Deu em O Globo
Último condenado da Operação Lava-Jato que ainda estava preso, o ex-governador do Rio Sérgio Cabral saiu da cadeia depois de seis anos e 22 dias. Sua libertação tornou-se mais um pretexto para críticas aos exageros da força-tarefa de Curitiba. Mas, por mais que a Lava-Jato tenha cometido excessos e que Cabral já devesse ter sido solto, seu caso na verdade serve para ilustrar outro problema: a dificuldade da Justiça brasileira para condenar um corrupto confesso.
No voto decisivo em que o Supremo Tribunal Federal (STF) transferiu Cabral para o regime de prisão domiciliar num apart-hotel de Copacabana com vista para o mar, o ministro Gilmar Mendes fez a constatação sensata de que uma prisão provisória tão longa “representava a antecipação da pena”.
INCENTIVO À IMPUNIDADE – Também lembrou que Cabral não está inocentado em nenhum dos vários processos em que é acusado, pois eles ainda não foram a julgamento final. O caso é, portanto, um exemplo acabado de como a legislação penal brasileira funciona como incentivo à impunidade.
Cabral foi alvo da força-tarefa da Lava-Jato no Rio e está denunciado em 35 processos. A Operação Eficiência tratou de seu patrimônio oculto, e a Calicute, lançada a partir de Curitiba para investigar corrupção na construção da usina nuclear de Angra-3, descobriu uma rede montada por Cabral para subornar empreiteiros e empresários.
Ele fez inúmeras confissões a respeito das propinas variadas que recebia, que apelidou de “taxa de oxigênio”. “A tradição era 10%, 20%, 30%. E aqui não quero me eximir, querendo ser bonzinho não, por cobrar 5%. Mas essa era a tradição do segmento”, afirmou Cabral sobre o dinheiro que obtinha em áreas como Educação, Saúde e Transporte.
VICIADO EM DINHEIRO – Houve corrupção na reconstrução do Maracanã e até na terraplenagem do terreno do Complexo Petroquímico do Rio de Janeiro (Comperj), em Itaguaí. Condenado em diversos processos a penas que somam 425 anos, ele chegou a fazer autocrítica:
“Foi meu erro de postura, de apego ao dinheiro.

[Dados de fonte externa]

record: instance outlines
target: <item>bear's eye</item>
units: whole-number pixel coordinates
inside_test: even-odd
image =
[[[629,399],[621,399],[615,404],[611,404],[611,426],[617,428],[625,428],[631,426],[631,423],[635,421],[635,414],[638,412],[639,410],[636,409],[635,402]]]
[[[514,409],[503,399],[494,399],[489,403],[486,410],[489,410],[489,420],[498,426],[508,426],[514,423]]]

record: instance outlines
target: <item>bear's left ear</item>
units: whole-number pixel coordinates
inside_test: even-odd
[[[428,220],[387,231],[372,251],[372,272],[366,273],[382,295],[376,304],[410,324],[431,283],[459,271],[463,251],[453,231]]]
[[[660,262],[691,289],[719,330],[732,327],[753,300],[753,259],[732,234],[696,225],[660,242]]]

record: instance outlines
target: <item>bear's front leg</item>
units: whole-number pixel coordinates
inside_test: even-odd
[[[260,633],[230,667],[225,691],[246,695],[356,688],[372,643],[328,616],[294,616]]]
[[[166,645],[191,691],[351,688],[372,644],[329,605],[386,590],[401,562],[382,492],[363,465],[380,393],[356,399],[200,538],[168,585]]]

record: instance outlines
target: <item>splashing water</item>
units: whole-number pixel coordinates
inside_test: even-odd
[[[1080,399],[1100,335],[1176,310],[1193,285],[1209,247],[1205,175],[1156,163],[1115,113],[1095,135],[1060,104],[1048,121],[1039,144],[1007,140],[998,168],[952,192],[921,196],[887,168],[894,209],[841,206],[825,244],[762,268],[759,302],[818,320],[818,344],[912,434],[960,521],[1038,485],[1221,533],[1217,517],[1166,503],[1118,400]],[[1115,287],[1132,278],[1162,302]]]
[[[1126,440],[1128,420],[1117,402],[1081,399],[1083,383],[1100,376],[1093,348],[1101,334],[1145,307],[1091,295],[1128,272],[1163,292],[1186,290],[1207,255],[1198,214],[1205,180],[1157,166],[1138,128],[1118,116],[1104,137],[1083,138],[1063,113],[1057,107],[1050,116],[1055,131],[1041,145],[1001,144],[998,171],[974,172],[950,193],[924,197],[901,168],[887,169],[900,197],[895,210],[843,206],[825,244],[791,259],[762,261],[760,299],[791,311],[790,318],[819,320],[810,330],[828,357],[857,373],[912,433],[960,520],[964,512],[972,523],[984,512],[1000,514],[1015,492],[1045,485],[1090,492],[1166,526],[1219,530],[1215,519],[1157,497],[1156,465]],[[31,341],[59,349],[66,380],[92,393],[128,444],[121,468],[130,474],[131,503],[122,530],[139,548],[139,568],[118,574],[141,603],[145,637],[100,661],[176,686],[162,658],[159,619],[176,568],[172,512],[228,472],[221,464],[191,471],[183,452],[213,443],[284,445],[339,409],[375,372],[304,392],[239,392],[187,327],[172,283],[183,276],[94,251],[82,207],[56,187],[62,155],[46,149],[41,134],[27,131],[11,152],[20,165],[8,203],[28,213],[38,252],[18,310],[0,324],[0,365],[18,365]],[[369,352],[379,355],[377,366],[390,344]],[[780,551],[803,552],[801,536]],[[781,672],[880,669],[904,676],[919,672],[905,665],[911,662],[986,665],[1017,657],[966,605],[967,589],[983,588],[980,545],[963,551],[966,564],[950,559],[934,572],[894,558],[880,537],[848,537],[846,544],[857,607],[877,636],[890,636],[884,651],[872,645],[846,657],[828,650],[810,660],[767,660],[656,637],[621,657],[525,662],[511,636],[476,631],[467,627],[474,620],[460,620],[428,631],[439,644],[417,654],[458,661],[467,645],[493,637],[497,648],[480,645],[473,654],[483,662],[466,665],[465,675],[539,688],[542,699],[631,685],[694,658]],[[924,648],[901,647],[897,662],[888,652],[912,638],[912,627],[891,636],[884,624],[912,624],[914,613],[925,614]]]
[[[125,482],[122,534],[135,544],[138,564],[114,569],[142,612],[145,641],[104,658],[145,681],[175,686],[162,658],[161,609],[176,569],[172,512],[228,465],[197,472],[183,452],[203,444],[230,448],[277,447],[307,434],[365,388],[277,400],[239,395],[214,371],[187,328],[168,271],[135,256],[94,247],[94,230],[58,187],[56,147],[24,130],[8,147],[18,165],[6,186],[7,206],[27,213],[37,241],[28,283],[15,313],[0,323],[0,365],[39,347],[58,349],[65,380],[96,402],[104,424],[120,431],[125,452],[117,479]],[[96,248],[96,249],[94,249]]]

Isso é um vício”.
Cabral só era mantido preso preventivamente em razão da decisão do STF do final de 2019 definindo que as sentenças começariam a ser cumpridas não mais mediante a confirmação da pena na segunda instância, mas só depois da sentença definitiva, esgotados todos os infindáveis caminhos que a Justiça brasileira oferece a réus que podem pagar bons advogados.
FILIGRANAS PROCESSUAIS – Entre aqueles que contam com assessoria jurídica competente, capaz de anular provas com base em filigranas processuais ou de estender os recursos até a prescrição dos crimes, voltou a predominar o sentimento de impunidade.
Tão logo a Justiça referendou a suspeição do juiz Sergio Moro na Lava-Jato, os condenados e denunciados pela força-tarefa trataram de limpar seus prontuários judiciais.
Não espanta que Sérgio Cabral, com todas as suas confissões e provas validadas pela Justiça, também se aproveite das brechas oferecidas aos corruptos pela lei brasileira.